Tyle, że my nie mówimy o poczuciu własnego ciała, czy też poprawie koordynacji czy jej odzyskaniu, ale o konkretnej praktyce, praktyce taijiquan. Praktyce, która polega na tym, że pracujesz ciałem w bardzo konkretny i określony sposób
wspomagając to pracą mentalną. Zgodzisz się ze mną, że każdy, kto rozpoczyna praktykę taiji stwierdza, że jest to rodzaj ruchu, z którym praktycznie nie było mu się dane zetknąć gdzie indziej. Bazujący na specyficznym sposobie poruszania się, generowania ruchu, połączeniu relaksu z napięciem. Tak więc nie jest możliwym wypracowanie tego typu motoryki tylko i wyłącznie poprzez wyobrażanie sobie tego. Po prostu nie masz odpowiedniej "matrycy" ruchu w mózgu, która mogłaby zostać pobudzona na skutek aktywności mentalnej.
Wracając do przykładu z moim znajomym - on ćwiczył na początku bardzo proste rzeczy - wyobrażał sobie, że zgina palec, zaciska pięść, podnosi rękę na wysokość ramienia. Czyli robi czynności, które jego ciało i umysł "znało" doskonale. Doskonale wiedział, jakie wiążą się z tym odczucia by tak rzec "zewnętrzne". Człowiek, który nigdy taiji nie ćwiczył nie zna odczuć wiążących się z typową dla taiji pracą ciała. Po prostu.
Zresztą - pamiętasz, jak pierwszy raz zacząłeś robić tui shou? Pewnie pamiętasz towarzyszące temu poczucie zaskoczenia: no jak to, przecież ja robię ten sam ruch w formie, wyobrażam sobie tu partnera, świetnie mi wychodzi, a tu jest jakoś tak... inaczej.
Nie tak. Krzywo. Koślawo.

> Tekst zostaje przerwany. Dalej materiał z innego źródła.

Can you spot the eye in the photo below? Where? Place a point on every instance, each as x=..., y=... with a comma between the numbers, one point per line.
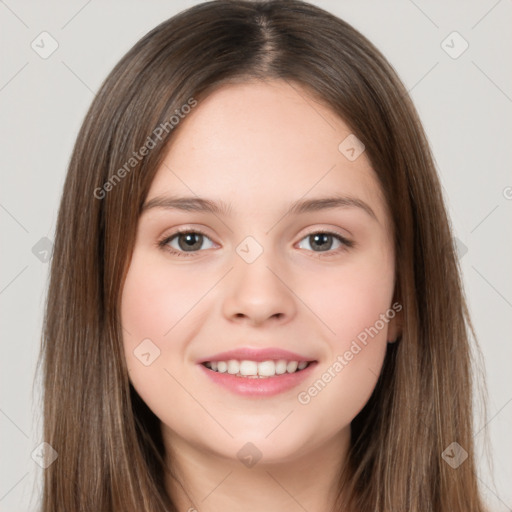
x=184, y=241
x=324, y=241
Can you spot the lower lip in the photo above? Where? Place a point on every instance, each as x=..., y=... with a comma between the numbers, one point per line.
x=269, y=386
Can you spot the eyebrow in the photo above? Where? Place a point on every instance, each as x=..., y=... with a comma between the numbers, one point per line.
x=198, y=204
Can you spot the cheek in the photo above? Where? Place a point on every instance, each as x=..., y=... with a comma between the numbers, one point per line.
x=156, y=298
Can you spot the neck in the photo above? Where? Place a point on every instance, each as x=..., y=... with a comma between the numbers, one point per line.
x=207, y=481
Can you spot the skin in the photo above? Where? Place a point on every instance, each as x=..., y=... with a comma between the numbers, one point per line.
x=259, y=146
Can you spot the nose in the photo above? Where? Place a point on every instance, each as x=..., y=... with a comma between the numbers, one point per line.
x=258, y=293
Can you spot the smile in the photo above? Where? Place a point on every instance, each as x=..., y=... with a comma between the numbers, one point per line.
x=255, y=369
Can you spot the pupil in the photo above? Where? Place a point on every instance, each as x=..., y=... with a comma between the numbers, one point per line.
x=190, y=242
x=322, y=239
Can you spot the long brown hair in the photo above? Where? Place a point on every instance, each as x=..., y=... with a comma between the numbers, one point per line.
x=109, y=445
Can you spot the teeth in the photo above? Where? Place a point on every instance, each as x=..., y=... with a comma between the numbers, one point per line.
x=254, y=369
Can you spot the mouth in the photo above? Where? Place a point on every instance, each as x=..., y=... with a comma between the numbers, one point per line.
x=257, y=369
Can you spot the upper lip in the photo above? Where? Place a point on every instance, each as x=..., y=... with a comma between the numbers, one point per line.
x=256, y=354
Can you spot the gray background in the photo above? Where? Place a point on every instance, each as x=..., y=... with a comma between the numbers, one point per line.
x=465, y=104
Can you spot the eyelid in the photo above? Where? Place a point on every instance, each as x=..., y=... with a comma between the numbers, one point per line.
x=346, y=243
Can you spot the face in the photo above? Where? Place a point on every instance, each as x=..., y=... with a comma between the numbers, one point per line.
x=316, y=281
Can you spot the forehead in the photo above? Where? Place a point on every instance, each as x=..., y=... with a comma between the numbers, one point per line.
x=258, y=144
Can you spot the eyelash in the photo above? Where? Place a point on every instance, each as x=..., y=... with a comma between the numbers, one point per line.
x=162, y=244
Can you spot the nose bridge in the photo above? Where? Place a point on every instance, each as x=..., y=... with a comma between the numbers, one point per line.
x=256, y=290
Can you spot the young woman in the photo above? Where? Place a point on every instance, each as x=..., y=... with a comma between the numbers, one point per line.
x=255, y=301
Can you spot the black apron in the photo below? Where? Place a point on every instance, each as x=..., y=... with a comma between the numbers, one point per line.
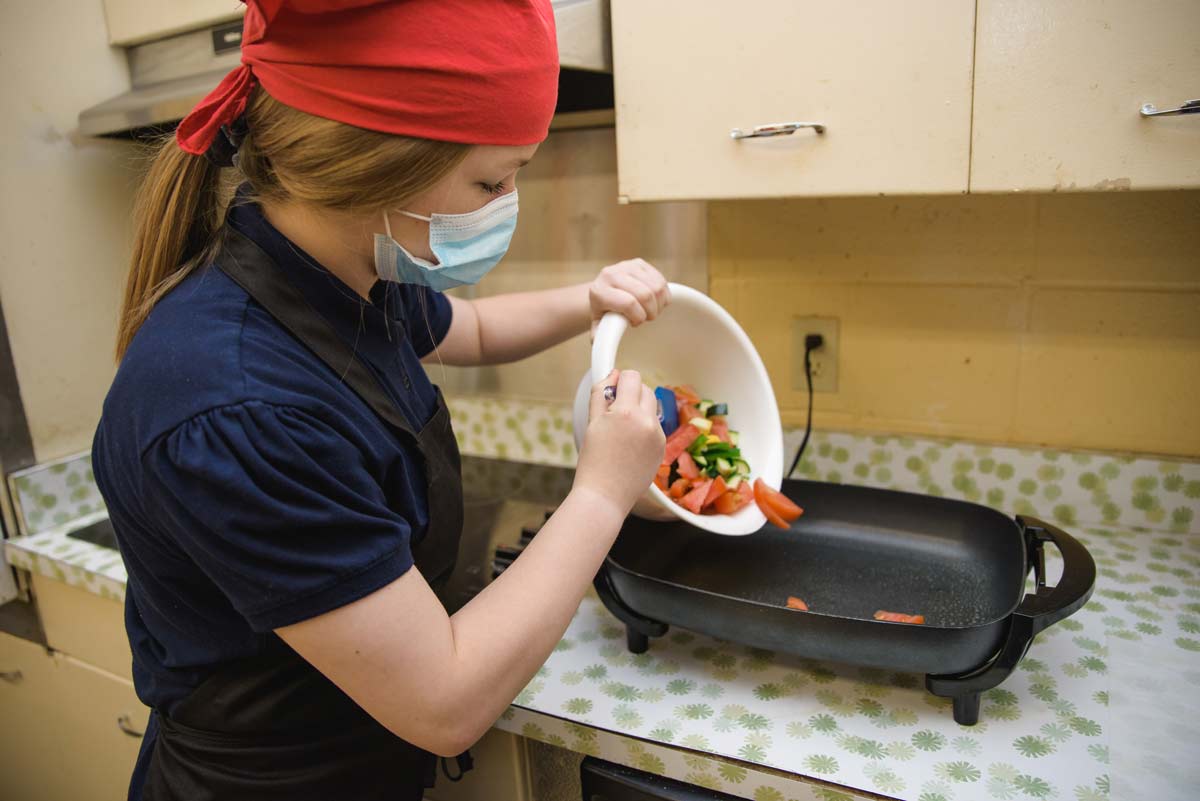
x=273, y=727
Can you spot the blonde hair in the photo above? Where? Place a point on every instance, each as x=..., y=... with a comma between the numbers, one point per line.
x=286, y=156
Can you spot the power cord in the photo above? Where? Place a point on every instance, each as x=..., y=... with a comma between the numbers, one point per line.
x=811, y=342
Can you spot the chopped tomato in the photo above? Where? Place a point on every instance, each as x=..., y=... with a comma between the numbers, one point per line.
x=661, y=476
x=695, y=500
x=780, y=503
x=899, y=618
x=727, y=504
x=732, y=501
x=678, y=443
x=687, y=467
x=715, y=491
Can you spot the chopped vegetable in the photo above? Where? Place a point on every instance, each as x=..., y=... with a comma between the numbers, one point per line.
x=899, y=618
x=694, y=501
x=687, y=467
x=705, y=469
x=714, y=492
x=661, y=476
x=775, y=505
x=679, y=441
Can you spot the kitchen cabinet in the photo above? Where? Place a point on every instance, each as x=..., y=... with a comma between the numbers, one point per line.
x=891, y=83
x=84, y=625
x=131, y=22
x=73, y=730
x=1057, y=92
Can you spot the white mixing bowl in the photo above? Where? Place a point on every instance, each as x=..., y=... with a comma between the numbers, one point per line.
x=696, y=342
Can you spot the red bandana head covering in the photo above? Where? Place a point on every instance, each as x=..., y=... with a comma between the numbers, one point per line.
x=479, y=72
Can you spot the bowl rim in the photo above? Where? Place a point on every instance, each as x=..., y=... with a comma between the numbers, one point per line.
x=750, y=518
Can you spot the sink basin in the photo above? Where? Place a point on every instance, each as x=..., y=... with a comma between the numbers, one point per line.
x=97, y=534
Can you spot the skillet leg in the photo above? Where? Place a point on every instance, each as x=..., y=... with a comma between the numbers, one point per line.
x=966, y=709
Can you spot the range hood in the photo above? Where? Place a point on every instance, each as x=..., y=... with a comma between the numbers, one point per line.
x=169, y=76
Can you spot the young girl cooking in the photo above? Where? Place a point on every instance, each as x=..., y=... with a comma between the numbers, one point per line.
x=281, y=474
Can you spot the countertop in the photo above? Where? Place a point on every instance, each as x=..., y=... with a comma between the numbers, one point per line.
x=1104, y=705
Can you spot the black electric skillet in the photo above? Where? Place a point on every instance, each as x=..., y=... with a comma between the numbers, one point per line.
x=855, y=550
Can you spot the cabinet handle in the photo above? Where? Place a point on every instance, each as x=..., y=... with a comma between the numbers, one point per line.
x=775, y=130
x=1189, y=107
x=123, y=723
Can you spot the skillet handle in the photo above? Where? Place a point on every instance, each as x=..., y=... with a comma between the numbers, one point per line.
x=1048, y=606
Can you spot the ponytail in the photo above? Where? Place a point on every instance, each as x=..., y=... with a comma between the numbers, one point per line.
x=286, y=156
x=175, y=221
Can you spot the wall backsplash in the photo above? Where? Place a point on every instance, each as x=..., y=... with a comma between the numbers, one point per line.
x=571, y=227
x=1059, y=319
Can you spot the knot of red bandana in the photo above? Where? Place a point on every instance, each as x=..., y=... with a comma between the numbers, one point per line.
x=469, y=71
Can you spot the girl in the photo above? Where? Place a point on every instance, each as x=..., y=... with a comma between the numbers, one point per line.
x=281, y=474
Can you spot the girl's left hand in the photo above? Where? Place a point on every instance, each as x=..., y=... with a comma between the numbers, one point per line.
x=633, y=288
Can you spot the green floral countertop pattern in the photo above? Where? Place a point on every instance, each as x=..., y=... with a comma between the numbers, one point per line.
x=1102, y=706
x=1044, y=734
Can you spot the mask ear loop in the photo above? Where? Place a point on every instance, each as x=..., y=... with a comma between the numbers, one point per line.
x=425, y=313
x=429, y=329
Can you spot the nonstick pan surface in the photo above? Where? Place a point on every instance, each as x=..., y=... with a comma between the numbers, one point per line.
x=853, y=552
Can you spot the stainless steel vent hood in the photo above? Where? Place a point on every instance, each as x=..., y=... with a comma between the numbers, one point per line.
x=171, y=76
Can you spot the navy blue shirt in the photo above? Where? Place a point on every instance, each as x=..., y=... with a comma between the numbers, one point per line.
x=250, y=488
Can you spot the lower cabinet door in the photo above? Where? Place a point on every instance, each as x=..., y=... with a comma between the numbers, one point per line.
x=72, y=732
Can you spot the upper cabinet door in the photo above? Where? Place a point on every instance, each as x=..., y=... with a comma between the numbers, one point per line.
x=1059, y=86
x=891, y=83
x=131, y=22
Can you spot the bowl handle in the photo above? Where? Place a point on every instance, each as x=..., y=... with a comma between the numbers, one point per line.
x=604, y=347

To pewnie dlatego, że on robi nie tak, za mocno, pokracznie
Ale jak już chwilę poćwiczysz, to się nagle okazuje, że twoje poczucie ciała i sposób wykonania ćwiczeń indywidualnych (formy czy też innych ćwiczeń "formalnych")... zmieniły się jakościowo. Dojrzały, nabrały sensu. Odkrywasz nagle drugie dno. Praktyka stała się bardziej kompletne nagle. Nagle okazuje się, że bez tej praktyki z partnerem było to jakieś takie mało wyraziste.
I teraz wyobraź sobie kogoś, kto ćwiczy tylko formę. I nie miał nigdy kontaktu z partnerem. Jaka będzie jakość tego, co robi?
A jaka będzie jakość ćwiczenia kogoś, kto nawet tej formy nie ćwiczy, tylko ćwiczy "w umyśle"?
Trudno tu mówić o jakimkolwiek ćwiczeniu po prostu. Błądzenie po omacku to będzie.
K.
PS. BTW biofeedback to po prostu sprzężenie zwrotne. No, z przedrostkiem "bio"
K.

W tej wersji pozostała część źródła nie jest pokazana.